Understanding how to learn leadership skills in distance learning is the key to making virtual classroom environments effective and rewarding. Remote learning challenges have underscored how difficult it is for students to acquire soft skills. Teachers find their role as the partner in student’s learning to be quite a challenge, too. With the lack of face-to-face interaction, it’s easy to pinpoint the factors that make cultivating these skills challenging, if not impossible.
For one, students and teachers are no longer in a live group setting where they’re interacting with their peers. This may drastically impact leadership outcomes that heavily depend on effective communication skills and conflict resolution. Another possible factor is the lack of motivation brought on by the shift from physical to online classes. Students may take some time before they may be able to fully adjust to the culture shock.
Fortunately, parents can play a hand in introducing and subsequently developing effective leadership skills through consistent and mindful actions. Check out these tips below.
Some students may have been dreading group projects even before distance learning ever began. As much as they try to avoid these activities, however, group projects provide great opportunities for students to lead, collaborate with one another, and explore varying strategies.
As a parent, you may be able to encourage your child to be more proactive when doing group work. Let them take the reins when it comes to scheduling, initiating activities, delegating tasks, and communicating with others to foster participation.
Though your child may not initially be comfortable with taking on this role, they will certainly learn critical life skills that they can use even in adulthood. The more they’re put in these types of situations, the more at ease they will be in similar future scenarios.
Leadership and confidence work hand-in-hand. This is part of what drives student leaders to be self-assured in how they direct people to a united objective, and resolve issues out of their comfort zone.
Even at early as their age, children too can foster their own confidence. Distance learning recitations are one way they are able to do this. It doesn’t matter if they don’t get the answer right or make a mistake. What’s important is that they’re training themselves to speak up and communicate their thoughts in front of an audience.
Part of what leadership is all about is being able to clearly and definitively communicate goals to a group of people. This is what propels them to take action in order to realize a common objective. Reciting in class not only allows students to develop a deeper understanding of the material but also develops intrinsic leadership skills for distance learning.

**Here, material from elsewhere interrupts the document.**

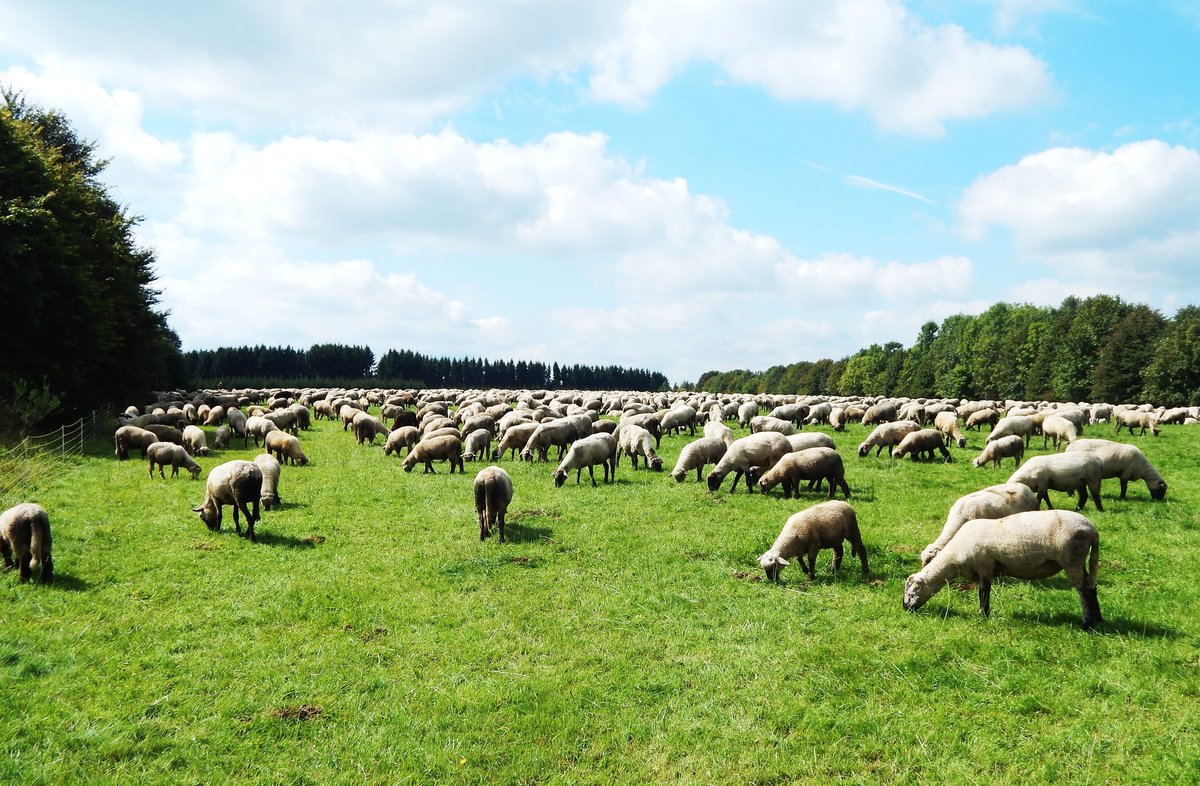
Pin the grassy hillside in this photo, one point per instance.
(624, 636)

The fact is that not all children participating in distance learning will have similar learning styles. This is why some may have difficulty in the course work, hence a less-than-ideal academic performance.
In this regard, the challenge for any aspiring student-leader is to be accountable for their strengths and weaknesses. Let your child know that there’s nothing wrong with experiencing class difficulties. With this, emphasize that they have what it takes to overcome such obstacles.

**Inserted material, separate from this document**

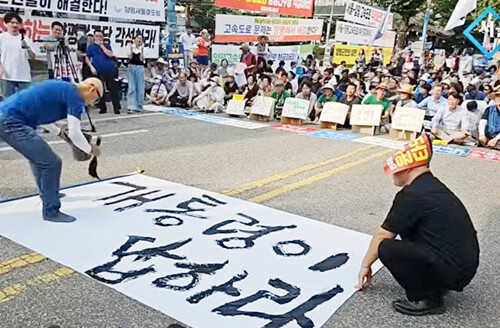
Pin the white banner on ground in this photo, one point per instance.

With awareness of these shortcomings, your child will become more self-motivated to do better. Being responsible for oneself may not be easy for everybody, but when practiced at a younger age, this can make students feel more inspired to exert effort and go beyond the call of duty for self-actualization.
Parents, students, and teachers may all be wondering how to learn leadership skills in distance learning. Tahe transition to this type of academic setup has definitely brought up many questions — with learning hard & soft skills being one of them.
Despite these challenges, there are opportunities offered in distance learning that can set the stage for true leadership. Parents must play an important role in this by being proactive in their child’s education.
Children should be shown encouragement to recite in classes, be leaders in group projects, or simply hold themselves accountable. Simple, consistent practice of these techniques may just be the key to achieving student leaders in this new learning environment.